A first triple-crown success for Wilson shouldn’t be far away.
Will a sixth world title prove a bridge too far for Ronnie O’Sullivan?
There is no doubt that the candle still burns bright in O'Sullivan. After all, he has produced an incredible level of snooker to win five ranking titles this season – the most of any player on the tour – and more importantly, he appears at peace with himself and the game. O’Sullivan's career total of ranking titles now stands at 33 and with Stephen Hendry’s record of 36 well within his sights, he seems sure to remain a dominant force in the game for a good while longer.
However, there is definite merit to the argument that the World Championship, and its gruelling schedule, doesn’t see him to best effect. In fact, O’Sullivan’s more recent Crucible record is modest, with a couple of quarter-final finishes the best he has managed in his last four appearances in Sheffield. Seventeen days of snooker, played over long matches and at the end of a taxing season, is a struggle for most players but for O’Sullivan, 43 years of age next and someone who loves to play a fluent style of snooker at a scorching pace, it is easy to see why he now favours shorter tournaments.
He is 4/1 favourite with Sky Bet to win next year’s World Championship but, even with those odds likely to shorten should he enjoy another strong start to next season, he makes little appeal.
The curious case of Judd Trump...
Plenty of column inches have been taken up by Judd Trump over the years, many of them good and a few less so. Trump seemed destined for stardom when turning professional in 2005 and won his first ranking title when lifting the China Open in 2011. He would go on to make the final of the World Championship later that year but succumbed to another brilliant John Higgins comeback on that occasion and Trump’s wait for a first world title still goes on.
Another European Masters success and a host of semi-final runs confirm that Trump remains one of the most dangerous players on the planet but his safety game is below the very best while he has struggled to get over the line in a number of close encounters. However, there is no doubt that Trump is maturing and he held his nerve well when pushed all the way by debutant Chris Wakelin in round one in Sheffield, while it is hard to knock him for again losing out to Higgins in an epic quarter-final.
The latter played out of his skin that night and Trump’s clearance to go 12-12 was a break of genius under extreme pressure. Expect more frustration next season but plenty more big wins, too, with a world title perhaps now within reach.
Should we be worried about the health of the game?
Administrators and fans are often at odds about the health of their beloved sports and snooker is not unique in this; plenty of debate continues about the health of cricket around the world while horse racing continues to crave a wider audience.

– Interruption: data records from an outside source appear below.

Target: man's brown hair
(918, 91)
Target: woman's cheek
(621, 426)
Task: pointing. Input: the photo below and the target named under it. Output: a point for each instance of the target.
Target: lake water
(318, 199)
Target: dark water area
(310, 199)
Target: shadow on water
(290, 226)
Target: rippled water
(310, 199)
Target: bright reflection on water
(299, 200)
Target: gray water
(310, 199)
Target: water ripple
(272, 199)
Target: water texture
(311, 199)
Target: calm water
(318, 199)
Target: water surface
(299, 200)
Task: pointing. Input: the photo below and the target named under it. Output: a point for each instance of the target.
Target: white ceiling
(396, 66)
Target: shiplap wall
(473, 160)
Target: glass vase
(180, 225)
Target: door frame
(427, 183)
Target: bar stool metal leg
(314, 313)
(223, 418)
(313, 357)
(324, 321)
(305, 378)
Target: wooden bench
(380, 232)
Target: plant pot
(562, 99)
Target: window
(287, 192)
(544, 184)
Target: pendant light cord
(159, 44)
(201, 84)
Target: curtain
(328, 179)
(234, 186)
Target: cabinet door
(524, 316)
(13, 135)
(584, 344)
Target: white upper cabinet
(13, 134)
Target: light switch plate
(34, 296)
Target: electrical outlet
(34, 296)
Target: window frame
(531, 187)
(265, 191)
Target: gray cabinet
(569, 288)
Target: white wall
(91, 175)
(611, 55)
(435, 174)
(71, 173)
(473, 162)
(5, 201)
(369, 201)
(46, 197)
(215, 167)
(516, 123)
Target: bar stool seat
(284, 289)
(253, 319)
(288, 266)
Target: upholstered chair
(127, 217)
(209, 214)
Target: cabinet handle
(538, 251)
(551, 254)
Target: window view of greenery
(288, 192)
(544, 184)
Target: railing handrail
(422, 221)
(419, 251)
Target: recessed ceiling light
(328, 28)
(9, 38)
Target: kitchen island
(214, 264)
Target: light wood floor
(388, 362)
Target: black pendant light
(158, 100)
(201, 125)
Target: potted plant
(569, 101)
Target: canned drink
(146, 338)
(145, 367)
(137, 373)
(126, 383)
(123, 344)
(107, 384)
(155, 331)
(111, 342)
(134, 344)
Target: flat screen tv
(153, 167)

However, tickets for this year’s World Championship were sold out well in advance and there was a genuine buzz around the Crucible, inside and outside of the arena, all through the tournament.
Yorkshire folk have always loved their snooker but a look at different social media platforms on Monday night told you just how many people were engrossed in an absorbing final despite the glorious weather on offer outside at the end of a Bank Holiday weekend.
Snooker still has an audience if it can produce exciting sport played by likeable characters. The one slight concern would be the lack of young British talent coming through the ranks. This is quite the opposite in China - where the standard of young players coming through is strong - but if Barry Hearn wants to grow snooker’s European and British audience, investment in the amateur game and youth systems here might well be required.